The fundamental dogmas of Christianity are realised wishes of the heart;—the essence of Christianity is the essence of human feeling. It is pleasanter to be passive than to act, to be redeemed and made free by another than to free oneself; pleasanter to make one’s salvation dependent on a person than on the force of one’s own spontaneity; pleasanter to set before oneself an object of love than an object of effort; pleasanter to know oneself beloved by God than merely to have that simple, natural self-love which is innate in all beings; pleasanter to see oneself imaged in the love-beaming eyes of another personal being, than to look into the concave mirror of self or into the cold depths of the ocean of Nature; pleasanter, in short, to allow oneself to be acted on by one’s own feeling, as by another, but yet fundamentally identical being, than to regulate oneself by reason. Feeling is the oblique case of the ego, the ego in the accusative. The ego of Fichte is destitute of feeling, because the accusative is the same as the nominative, because it is indeclinable.
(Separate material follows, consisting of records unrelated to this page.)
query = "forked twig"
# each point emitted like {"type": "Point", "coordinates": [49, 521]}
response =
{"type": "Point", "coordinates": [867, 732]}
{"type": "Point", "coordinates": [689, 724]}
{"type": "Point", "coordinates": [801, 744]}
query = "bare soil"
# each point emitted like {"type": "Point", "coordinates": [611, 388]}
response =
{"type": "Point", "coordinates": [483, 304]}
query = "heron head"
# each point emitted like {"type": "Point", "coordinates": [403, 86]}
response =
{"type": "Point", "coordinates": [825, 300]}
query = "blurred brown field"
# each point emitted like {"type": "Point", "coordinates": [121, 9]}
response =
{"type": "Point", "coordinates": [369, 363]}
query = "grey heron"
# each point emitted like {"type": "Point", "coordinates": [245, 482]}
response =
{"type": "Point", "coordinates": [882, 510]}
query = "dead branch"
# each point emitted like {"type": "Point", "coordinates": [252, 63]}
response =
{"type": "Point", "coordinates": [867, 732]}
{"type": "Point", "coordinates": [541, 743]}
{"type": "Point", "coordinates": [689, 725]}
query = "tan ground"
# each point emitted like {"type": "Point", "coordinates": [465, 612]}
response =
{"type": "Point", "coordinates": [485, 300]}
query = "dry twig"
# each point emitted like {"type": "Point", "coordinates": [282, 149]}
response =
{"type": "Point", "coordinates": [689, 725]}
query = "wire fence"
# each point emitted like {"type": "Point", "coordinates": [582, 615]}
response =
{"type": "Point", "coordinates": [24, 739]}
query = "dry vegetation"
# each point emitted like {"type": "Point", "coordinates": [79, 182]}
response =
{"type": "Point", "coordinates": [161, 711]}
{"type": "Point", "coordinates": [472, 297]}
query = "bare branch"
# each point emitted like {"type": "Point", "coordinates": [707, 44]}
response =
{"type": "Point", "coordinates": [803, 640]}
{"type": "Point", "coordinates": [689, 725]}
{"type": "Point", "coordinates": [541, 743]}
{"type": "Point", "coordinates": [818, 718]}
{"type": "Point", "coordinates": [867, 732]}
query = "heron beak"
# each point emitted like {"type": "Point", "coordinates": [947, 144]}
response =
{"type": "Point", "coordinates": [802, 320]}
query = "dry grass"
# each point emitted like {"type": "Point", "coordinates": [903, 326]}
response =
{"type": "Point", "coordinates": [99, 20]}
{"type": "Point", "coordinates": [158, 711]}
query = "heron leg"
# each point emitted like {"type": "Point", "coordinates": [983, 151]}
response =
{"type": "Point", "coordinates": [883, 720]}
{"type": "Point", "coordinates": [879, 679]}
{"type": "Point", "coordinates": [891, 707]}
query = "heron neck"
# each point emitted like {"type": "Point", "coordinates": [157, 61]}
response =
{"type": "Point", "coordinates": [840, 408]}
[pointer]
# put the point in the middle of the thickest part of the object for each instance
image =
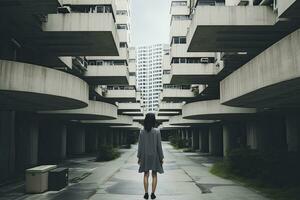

But feeling or sentiment is the ego acted on by itself, and by itself as another being,—the passive ego. Feeling changes the active in man into the passive, and the passive into the active. To feeling, that which thinks is the thing thought, and the thing thought is that which thinks. Feeling is the dream of Nature; and there is nothing more blissful, nothing more profound than dreaming. But what is dreaming? The reversing of the waking consciousness. In dreaming, the active is the passive, the passive the active; in dreaming, I take the spontaneous action of my own mind for an action upon me from without, my emotions for events, my conceptions and sensations for true existences apart from myself. I suffer what I also perform. Dreaming is a double refraction of the rays of light; hence its indescribable charm. It is the same ego, the same being in dreaming as in waking; the only distinction is, that in waking, the ego acts on itself; whereas in dreaming it is acted on by itself as by another being. I think myself—is a passionless, rationalistic position; I am thought by God, and think myself only as thought by God—is a position pregnant with feeling, religious. Feeling is a dream with the eyes open; religion the dream of waking consciousness: dreaming is the key to the mysteries of religion.

The highest law of feeling is the immediate unity of will and deed, of wishing and reality. This law is fulfilled by the Redeemer. As external miracles, in opposition to natural activity, realise immediately the physical wants and wishes of man; so the Redeemer, the Mediator, the God-man, in opposition to the moral spontaneity of the natural or rationalistic man, satisfies immediately the inward moral wants and wishes, since he dispenses man on his own side from any intermediate activity. What thou wishest is already effected. Thou desirest to win, to deserve happiness. Morality is the condition, the means of happiness. But thou canst not fulfil this condition; that is, in truth, thou needest not. That which thou seekest to do has already been done. Thou hast only to be passive, thou needest only believe, only enjoy. Thou desirest to make God favourable to thee, to appease his anger, to be at peace with thy conscience. But this peace exists already; this peace is the Mediator, the God-man. He is thy appeased conscience; he is the fulfilment of the law, and therewith the fulfilment of thy own wish and effort.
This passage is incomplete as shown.